I join him in the center to see that the floor is actually the face of a ginormous clock, its massive hands barely a few centimeters off the ground.

“Lost time.” Julian murmurs. The hands don’t move, the room remains completely silent.

I exhale. I don’t understand where this is going.

“Look.” Julian points to a single painting across the room, at the head of the twelve o’clock point.

I inch towards it carefully, and then come to a complete stop when I take in the scene.

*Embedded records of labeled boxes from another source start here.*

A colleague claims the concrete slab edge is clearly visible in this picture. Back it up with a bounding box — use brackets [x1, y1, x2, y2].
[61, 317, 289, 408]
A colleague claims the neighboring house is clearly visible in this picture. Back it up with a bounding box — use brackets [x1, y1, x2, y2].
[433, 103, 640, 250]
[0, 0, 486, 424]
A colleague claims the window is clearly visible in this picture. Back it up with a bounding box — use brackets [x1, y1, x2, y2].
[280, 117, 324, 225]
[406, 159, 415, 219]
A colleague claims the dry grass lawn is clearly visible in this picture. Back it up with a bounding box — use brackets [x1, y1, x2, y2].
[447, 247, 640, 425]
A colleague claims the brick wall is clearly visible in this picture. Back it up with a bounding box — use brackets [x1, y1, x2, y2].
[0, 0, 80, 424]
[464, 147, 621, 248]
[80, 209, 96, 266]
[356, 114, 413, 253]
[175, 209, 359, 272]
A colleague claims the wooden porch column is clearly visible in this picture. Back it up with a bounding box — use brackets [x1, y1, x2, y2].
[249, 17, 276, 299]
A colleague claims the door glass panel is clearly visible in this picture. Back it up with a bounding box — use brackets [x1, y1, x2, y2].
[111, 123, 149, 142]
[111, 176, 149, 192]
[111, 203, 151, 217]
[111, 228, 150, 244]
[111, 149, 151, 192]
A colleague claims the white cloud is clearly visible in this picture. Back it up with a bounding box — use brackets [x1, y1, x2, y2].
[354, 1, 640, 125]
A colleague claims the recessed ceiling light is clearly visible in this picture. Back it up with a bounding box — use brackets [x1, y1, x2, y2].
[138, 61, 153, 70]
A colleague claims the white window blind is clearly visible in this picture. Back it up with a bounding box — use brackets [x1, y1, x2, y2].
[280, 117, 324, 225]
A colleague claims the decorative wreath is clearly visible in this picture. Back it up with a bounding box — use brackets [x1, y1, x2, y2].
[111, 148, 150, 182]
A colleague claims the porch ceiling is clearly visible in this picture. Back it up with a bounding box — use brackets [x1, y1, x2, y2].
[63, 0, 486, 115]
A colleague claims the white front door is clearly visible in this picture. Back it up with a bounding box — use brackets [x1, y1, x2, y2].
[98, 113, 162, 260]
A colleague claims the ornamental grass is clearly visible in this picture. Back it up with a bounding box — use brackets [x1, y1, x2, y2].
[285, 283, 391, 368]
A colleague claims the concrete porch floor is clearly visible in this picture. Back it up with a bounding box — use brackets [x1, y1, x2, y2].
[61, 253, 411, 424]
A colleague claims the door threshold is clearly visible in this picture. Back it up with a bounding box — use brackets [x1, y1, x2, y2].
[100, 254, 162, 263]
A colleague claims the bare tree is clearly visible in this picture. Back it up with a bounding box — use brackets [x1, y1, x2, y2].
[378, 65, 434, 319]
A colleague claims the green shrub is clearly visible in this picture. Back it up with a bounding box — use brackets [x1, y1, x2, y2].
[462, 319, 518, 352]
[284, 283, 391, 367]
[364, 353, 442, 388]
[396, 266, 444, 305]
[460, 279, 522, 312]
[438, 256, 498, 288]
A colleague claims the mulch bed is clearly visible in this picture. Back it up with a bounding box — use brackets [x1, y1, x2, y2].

Trapped inside the plain wooden frame is a watercolour painting. A woman stands on the beach, her head of blonde curls bent low as she reaches to pick up something. The mirror.

It’s me.

On the base of the frame is the title of the piece: The First Key: Anger.

If this painting is of me, does that mean I was the key? Was I anger?

I hear Julian come up behind me. “Annabelle, I’m sorry, but I think you were the one who unlocked the curse. Some cursed items need an activator, and in this case it seems like it was your anger towards your mother that caused it.” I barely register the hand that he places on my shoulder.

I was haunted by that night like you are by a childhood nightmare. The anger and betrayal I had felt from thinking that my mother didn’t believe in me used to be blinding hot, but by now had dulled. Years of isolation made me realize I was living the exact life she hadn’t wanted for me: being trapped, unhappy, and unable to get out. She had thought college was my mirror’s key, I thought art was.

“Let’s go.” I say, my throat dry.

Julian nods a little solemnly and we turn to the next door on the opposite side of the room.

“This should be the last one.” He says. We step through supposedly the final wooden door, where we are met only with darkness.

“Huh? What’s going on?” I swivel my head around, looking for Julian.

“I don’t know.” I hear his voice from somewhere to the right of me.

Suddenly a light appears at the end of the room. I step closer to see a glowing script in the process of writing itself.

The Last Key: Forgiveness.

Forgiveness. I was the first key, and I realize now that I am the last one too.

Suddenly the room floods with light. I blink my eyes against the sudden harshness to find myself back in my coastal cottage, standing in my bedroom.

The mirror, its surface smooth and umaimed, is mounted underneath the scrawling script.

“How…” I trail off.

“Touch it.” Julian says.

I walk over to the mirror and place the pad of my finger on its surface. The glass ripples lightly like the waters outside my home.

I look back at Julian.

“You have to just walk straight in, no fear, and it will bring you there.” He smiles, repeating what he had said to me before.

“Goodbye, Julian. Thank you.”

“Goodbye, Annabelle. It’s time to go home.”

Knowing what I have to do, I step straight through the glass, home to my mother.